Commissioners voted 4-0 for the Sheriff's Office to move forward with the policy adaptations during their Sept. 3 meeting. Commissioner Manny Ramirez left before the vote due to a previous engagement, but was present at the beginning of the meeting and voiced his approval of the proposition.
“I’m very pleased that the Sheriff’s Office has decided to go seek a third-party firm to come in and do a comprehensive review of those policies, so we can ensure best practices,” he said.
Zooming in
The sheriff's chief of staff, Jennifer Gabbert, told commissioners many of these proposals have been in the works for months or years and that the Sheriff’s Office wants the third-party consulting firm to be used as a resource for both new and existing policies and standard operating procedures.
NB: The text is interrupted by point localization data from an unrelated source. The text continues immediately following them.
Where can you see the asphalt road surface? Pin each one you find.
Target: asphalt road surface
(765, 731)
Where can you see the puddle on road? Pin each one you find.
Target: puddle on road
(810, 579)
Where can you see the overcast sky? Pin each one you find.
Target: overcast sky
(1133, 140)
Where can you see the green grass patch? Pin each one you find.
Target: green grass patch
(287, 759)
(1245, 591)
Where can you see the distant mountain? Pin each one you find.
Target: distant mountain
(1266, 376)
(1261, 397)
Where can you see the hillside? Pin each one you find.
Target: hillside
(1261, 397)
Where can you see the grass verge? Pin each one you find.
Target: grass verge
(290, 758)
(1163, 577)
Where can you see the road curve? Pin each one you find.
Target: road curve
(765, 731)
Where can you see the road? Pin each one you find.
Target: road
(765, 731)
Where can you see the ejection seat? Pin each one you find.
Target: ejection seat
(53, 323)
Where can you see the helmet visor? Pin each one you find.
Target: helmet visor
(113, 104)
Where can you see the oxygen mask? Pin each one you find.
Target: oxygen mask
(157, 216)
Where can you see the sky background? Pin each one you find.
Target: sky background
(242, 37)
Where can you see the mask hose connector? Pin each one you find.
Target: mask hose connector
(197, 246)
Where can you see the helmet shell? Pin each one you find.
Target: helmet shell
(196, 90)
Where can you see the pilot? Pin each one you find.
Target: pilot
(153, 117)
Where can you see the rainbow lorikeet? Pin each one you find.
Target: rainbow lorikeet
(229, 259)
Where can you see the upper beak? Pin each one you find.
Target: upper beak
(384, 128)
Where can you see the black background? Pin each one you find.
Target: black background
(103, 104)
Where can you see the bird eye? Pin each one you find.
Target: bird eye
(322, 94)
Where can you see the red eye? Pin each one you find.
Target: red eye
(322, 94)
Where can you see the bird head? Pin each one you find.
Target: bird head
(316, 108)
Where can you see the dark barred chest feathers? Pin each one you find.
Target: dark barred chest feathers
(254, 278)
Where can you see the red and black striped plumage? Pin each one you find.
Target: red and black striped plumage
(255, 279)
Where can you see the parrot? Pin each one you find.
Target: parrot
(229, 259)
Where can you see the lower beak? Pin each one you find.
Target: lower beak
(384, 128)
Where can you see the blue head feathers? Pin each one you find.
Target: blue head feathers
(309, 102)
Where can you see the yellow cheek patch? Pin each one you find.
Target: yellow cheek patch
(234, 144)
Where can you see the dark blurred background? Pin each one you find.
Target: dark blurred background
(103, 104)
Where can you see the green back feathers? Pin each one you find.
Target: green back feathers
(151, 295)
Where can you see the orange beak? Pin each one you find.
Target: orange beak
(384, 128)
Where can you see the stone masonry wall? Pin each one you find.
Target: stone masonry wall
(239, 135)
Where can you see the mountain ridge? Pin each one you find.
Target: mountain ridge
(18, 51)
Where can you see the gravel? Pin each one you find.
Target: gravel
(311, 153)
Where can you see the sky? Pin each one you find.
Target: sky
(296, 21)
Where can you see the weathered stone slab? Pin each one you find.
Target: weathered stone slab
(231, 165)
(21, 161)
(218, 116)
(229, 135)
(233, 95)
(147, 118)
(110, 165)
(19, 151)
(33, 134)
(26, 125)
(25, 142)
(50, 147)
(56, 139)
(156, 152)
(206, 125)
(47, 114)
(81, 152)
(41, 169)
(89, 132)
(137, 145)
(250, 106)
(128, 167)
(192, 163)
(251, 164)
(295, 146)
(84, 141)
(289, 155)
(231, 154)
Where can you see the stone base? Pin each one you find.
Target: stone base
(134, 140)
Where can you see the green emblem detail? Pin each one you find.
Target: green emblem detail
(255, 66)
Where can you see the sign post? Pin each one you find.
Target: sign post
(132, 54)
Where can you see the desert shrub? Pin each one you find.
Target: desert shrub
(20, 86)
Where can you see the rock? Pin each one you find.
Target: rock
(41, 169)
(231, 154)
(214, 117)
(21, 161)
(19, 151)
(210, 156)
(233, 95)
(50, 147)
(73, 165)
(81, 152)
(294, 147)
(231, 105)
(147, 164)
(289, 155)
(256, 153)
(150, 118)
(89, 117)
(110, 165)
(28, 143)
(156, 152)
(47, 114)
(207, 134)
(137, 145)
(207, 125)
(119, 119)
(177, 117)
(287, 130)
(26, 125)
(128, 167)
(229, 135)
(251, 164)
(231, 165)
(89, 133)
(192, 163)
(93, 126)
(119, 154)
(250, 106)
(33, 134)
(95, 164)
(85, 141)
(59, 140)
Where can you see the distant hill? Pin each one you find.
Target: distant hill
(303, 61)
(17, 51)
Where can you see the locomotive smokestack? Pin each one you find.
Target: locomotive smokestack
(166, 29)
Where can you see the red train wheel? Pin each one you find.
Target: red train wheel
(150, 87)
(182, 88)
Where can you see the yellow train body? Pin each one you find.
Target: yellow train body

The work done on the previous proposals before the request for a third-party audit will be used as a framework so the work efforts and hours put into updating these policies aren’t wasted, Gabbert said.
"We're hoping with this new court that's interested in going out of the previous comfort zones, that some of this would come to fruition for us," she said during the meeting.
What’s next
A timeline for these initiatives was not laid out by the Commissioners Court.
"The Court voted to support the Sheriff’s Office in pursuing these long-awaited projects and we look forward to implementing them in the near future," the Sheriff's Office wrote in a statement.